La direzione politica delle mobilitazioni non è contesa da nessun’altra organizzazione, al di fuori del fronte patronale-clerico-universitario. Questo è il cuore della situazione in Nicaragua. Questo fronte non chiede l’allontanamento della famiglia Ortega dal governo, perché non ha ancora messo insieme un’alternativa politica che la rimpiazzi. Resta aperta una transizione politica cruciale. I media stanno cercando di presentare questo acefalia della leadership come qualcosa di positivo, con l’intenzione di evitare che si generi una differenziazione politica. Il fronte unico tra il grande padronato, da un lato, e il popolo per le strade, dall’altro, nasconde la contraddizione tra la classe sociale che per dieci anni ha sostenuto l’orteguismo e una massa di lavoratori e giovani che hanno dato libero sfogo all’indignazione che hanno accumulato nel corso del decennio.

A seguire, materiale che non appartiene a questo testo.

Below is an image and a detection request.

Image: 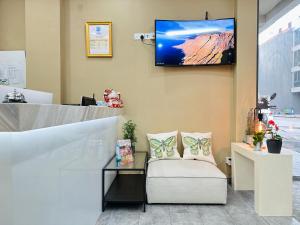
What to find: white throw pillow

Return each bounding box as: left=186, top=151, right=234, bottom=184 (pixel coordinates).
left=147, top=131, right=180, bottom=159
left=181, top=132, right=216, bottom=164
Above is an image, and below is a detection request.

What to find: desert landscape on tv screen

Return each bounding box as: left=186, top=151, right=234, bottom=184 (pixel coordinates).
left=156, top=19, right=235, bottom=65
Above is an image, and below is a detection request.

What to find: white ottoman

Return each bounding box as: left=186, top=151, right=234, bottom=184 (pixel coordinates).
left=146, top=160, right=227, bottom=204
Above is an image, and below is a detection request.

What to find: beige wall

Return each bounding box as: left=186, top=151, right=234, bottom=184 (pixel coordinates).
left=63, top=0, right=235, bottom=174
left=25, top=0, right=61, bottom=103
left=0, top=0, right=25, bottom=51
left=0, top=0, right=256, bottom=174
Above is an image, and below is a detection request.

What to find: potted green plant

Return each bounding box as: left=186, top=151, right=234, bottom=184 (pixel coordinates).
left=253, top=131, right=265, bottom=151
left=123, top=120, right=137, bottom=152
left=267, top=120, right=282, bottom=154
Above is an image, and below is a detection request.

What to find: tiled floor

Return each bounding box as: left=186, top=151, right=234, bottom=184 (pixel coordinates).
left=97, top=181, right=300, bottom=225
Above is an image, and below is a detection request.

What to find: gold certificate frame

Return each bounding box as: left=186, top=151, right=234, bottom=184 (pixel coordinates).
left=85, top=22, right=112, bottom=57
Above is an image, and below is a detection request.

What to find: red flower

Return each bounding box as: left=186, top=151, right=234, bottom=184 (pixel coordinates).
left=269, top=120, right=276, bottom=126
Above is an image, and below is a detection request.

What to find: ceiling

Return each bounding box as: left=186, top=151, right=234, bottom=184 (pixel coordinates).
left=259, top=0, right=282, bottom=16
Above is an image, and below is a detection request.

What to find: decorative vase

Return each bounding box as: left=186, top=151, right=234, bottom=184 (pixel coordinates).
left=267, top=139, right=282, bottom=154
left=131, top=144, right=135, bottom=154
left=254, top=142, right=262, bottom=151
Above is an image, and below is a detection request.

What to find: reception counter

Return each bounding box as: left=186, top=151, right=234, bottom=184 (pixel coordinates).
left=0, top=104, right=122, bottom=225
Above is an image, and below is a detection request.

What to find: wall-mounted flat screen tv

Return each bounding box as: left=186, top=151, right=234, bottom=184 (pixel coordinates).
left=155, top=18, right=236, bottom=66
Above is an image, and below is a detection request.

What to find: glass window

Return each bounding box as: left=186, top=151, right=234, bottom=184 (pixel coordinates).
left=294, top=28, right=300, bottom=45
left=294, top=50, right=300, bottom=66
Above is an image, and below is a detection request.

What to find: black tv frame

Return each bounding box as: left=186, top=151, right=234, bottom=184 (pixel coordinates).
left=154, top=17, right=237, bottom=67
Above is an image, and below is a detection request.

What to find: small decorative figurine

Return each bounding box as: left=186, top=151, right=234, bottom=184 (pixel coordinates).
left=103, top=88, right=123, bottom=108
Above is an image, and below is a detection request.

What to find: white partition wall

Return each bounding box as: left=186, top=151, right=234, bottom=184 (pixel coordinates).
left=0, top=117, right=118, bottom=225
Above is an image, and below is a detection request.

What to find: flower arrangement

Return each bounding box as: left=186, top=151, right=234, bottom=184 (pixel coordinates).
left=267, top=120, right=282, bottom=140
left=253, top=131, right=265, bottom=148
left=122, top=120, right=137, bottom=152
left=267, top=120, right=282, bottom=154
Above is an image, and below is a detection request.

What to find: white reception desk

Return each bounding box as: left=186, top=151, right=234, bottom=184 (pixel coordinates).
left=0, top=104, right=122, bottom=225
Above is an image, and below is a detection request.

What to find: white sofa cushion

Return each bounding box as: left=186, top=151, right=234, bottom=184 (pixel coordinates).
left=147, top=131, right=181, bottom=160
left=146, top=160, right=227, bottom=204
left=181, top=132, right=216, bottom=164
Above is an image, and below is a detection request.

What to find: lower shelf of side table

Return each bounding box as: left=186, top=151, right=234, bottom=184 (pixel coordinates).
left=104, top=174, right=145, bottom=203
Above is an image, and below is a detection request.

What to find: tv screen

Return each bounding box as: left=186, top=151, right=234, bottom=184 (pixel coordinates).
left=155, top=18, right=235, bottom=66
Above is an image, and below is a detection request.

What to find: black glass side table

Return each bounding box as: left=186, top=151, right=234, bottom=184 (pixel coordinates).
left=102, top=152, right=147, bottom=212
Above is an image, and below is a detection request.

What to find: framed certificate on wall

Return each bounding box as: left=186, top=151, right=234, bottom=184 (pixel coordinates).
left=85, top=22, right=112, bottom=57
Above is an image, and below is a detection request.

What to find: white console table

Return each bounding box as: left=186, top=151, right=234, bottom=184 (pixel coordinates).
left=231, top=143, right=293, bottom=216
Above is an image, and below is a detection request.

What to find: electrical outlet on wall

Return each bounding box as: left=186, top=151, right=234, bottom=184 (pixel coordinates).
left=133, top=33, right=155, bottom=41
left=225, top=157, right=231, bottom=166
left=145, top=32, right=155, bottom=40
left=133, top=33, right=145, bottom=41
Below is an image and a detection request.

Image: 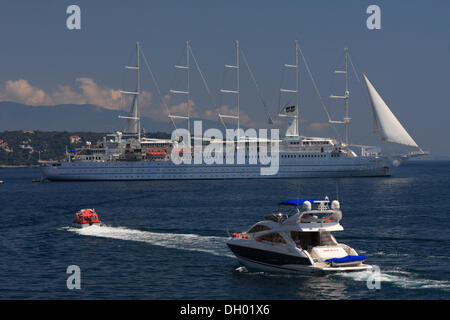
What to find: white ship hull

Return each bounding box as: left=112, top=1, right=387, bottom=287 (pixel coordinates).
left=41, top=155, right=392, bottom=181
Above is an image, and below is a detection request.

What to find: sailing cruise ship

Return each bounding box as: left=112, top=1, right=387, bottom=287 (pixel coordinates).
left=40, top=41, right=425, bottom=181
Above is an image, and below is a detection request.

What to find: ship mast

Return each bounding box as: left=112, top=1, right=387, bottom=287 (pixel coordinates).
left=328, top=48, right=351, bottom=145
left=219, top=40, right=240, bottom=142
left=278, top=40, right=300, bottom=137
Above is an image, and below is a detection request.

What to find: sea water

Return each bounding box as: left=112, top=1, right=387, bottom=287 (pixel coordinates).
left=0, top=161, right=450, bottom=299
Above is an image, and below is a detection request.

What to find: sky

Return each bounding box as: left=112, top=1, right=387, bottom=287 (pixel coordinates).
left=0, top=0, right=450, bottom=156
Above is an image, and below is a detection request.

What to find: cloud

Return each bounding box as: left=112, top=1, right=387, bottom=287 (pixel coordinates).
left=203, top=105, right=259, bottom=128
left=0, top=77, right=152, bottom=110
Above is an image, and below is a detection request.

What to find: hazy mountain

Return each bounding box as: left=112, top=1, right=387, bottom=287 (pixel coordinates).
left=0, top=102, right=245, bottom=133
left=0, top=102, right=172, bottom=132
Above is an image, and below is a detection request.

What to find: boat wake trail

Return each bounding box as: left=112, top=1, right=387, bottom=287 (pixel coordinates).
left=67, top=226, right=234, bottom=258
left=333, top=270, right=450, bottom=291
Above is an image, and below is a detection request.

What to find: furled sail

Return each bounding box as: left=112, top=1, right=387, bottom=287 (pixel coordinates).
left=363, top=74, right=419, bottom=148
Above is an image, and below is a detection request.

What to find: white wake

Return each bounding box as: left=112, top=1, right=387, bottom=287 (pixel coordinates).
left=336, top=270, right=450, bottom=291
left=67, top=225, right=234, bottom=258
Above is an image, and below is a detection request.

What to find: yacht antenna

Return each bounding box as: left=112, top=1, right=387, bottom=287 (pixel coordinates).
left=278, top=40, right=300, bottom=137
left=219, top=40, right=240, bottom=142
left=169, top=40, right=191, bottom=134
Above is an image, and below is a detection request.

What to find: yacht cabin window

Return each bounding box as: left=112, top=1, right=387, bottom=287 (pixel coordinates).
left=256, top=232, right=286, bottom=243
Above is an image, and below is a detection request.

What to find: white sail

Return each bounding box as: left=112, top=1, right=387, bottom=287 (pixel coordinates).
left=363, top=74, right=419, bottom=148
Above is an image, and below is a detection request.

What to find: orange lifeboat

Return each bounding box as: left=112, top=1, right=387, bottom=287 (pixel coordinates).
left=73, top=209, right=101, bottom=228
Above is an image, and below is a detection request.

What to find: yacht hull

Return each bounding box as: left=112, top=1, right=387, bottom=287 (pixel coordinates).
left=41, top=157, right=391, bottom=181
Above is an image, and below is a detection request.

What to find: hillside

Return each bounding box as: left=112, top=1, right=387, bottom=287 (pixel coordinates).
left=0, top=102, right=171, bottom=132
left=0, top=131, right=170, bottom=166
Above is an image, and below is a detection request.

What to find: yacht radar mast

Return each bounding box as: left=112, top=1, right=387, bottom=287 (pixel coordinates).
left=328, top=48, right=351, bottom=145
left=218, top=40, right=240, bottom=141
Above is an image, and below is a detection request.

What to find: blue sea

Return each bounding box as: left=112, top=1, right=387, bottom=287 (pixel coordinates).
left=0, top=161, right=450, bottom=300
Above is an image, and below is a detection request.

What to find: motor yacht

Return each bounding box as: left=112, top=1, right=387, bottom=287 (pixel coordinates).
left=73, top=209, right=101, bottom=228
left=226, top=197, right=372, bottom=273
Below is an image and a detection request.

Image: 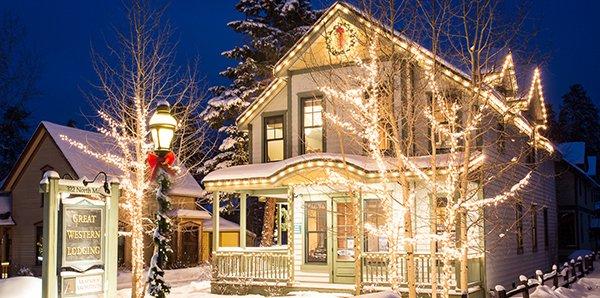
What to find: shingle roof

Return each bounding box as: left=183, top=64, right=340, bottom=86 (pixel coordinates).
left=40, top=121, right=203, bottom=197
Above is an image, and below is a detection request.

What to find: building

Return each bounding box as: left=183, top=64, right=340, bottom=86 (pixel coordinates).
left=0, top=122, right=253, bottom=274
left=203, top=2, right=557, bottom=296
left=555, top=142, right=600, bottom=260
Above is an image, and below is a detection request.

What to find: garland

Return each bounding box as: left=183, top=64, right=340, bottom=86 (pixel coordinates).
left=148, top=167, right=173, bottom=298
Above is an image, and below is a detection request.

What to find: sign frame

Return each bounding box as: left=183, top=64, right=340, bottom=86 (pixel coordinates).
left=59, top=196, right=107, bottom=273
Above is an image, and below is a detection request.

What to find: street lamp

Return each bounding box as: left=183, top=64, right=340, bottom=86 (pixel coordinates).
left=148, top=100, right=177, bottom=156
left=147, top=101, right=177, bottom=298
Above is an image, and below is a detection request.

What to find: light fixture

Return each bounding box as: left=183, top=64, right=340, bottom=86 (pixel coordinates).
left=148, top=100, right=177, bottom=156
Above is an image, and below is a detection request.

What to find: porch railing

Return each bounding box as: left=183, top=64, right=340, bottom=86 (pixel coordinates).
left=213, top=248, right=290, bottom=283
left=362, top=252, right=456, bottom=286
left=0, top=262, right=10, bottom=279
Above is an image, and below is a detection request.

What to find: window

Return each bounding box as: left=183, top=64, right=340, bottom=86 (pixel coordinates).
left=35, top=225, right=44, bottom=266
left=264, top=115, right=285, bottom=162
left=542, top=207, right=550, bottom=249
left=531, top=204, right=537, bottom=252
left=515, top=203, right=523, bottom=254
left=335, top=202, right=355, bottom=261
left=363, top=200, right=388, bottom=252
left=302, top=97, right=324, bottom=153
left=304, top=202, right=327, bottom=263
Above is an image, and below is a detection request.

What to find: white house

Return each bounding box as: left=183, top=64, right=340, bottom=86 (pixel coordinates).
left=203, top=3, right=557, bottom=296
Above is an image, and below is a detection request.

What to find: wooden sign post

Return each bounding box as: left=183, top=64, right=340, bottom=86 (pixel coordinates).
left=40, top=171, right=120, bottom=298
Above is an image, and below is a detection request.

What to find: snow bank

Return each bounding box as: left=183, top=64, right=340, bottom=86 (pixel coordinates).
left=0, top=276, right=42, bottom=298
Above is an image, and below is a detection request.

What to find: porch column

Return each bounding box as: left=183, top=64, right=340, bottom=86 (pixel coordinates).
left=177, top=220, right=183, bottom=262
left=197, top=221, right=204, bottom=265
left=239, top=193, right=248, bottom=248
left=213, top=191, right=221, bottom=254
left=287, top=186, right=295, bottom=286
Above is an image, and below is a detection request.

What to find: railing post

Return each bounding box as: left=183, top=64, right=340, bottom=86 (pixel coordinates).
left=552, top=265, right=558, bottom=289
left=562, top=263, right=571, bottom=288
left=287, top=186, right=296, bottom=286
left=519, top=275, right=529, bottom=298
left=570, top=259, right=577, bottom=282
left=494, top=285, right=506, bottom=298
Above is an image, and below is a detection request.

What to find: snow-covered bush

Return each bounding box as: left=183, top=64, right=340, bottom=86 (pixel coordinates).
left=17, top=266, right=33, bottom=276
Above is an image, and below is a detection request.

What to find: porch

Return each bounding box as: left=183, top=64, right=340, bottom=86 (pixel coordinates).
left=204, top=156, right=483, bottom=295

La brutalità della repressione esercitata dall’orteguismo, che però si sarebbe subito ritirato abrogando il decreto, ha messo in luce il banditismo politico del sandinismo. Il fatto è che, accanto ai brutali attacchi della polizia e dell’esercito contro i manifestanti, hanno operato “milizie” del partito ufficiale, il che non ha nulla a che vedere, naturalmente, con “l’armamento delle masse”. Nei fatti, il Nicaragua è governato da un regime monopartitico. Queste “milizie” non sono l’arma di resistenza “nac & pop” all'”offensiva neoliberale”, ma uno strumento contro le masse e contro lo sforzo di sviluppare un’alternativa indipendente dei lavoratori al governo dei padroni che viene premiato a Dubai.

 

Il crollo del sistema pensionistico nicaraguense rivela che governi di diverse tendenze in America Latina sono nella stessa condizione – la crisi senza via d’uscita della dominazione politica capitalista in America Latina, nel contesto dell’impasse economica e politica globale. Il logoramento dei Macri e degli Ortega, dei Maduro e dei Kuczinski, dei Piñera e dei Lula, ha la base storica comune della decadenza capitalista.

 

Macri dovrebbe guardarsi alle spalle.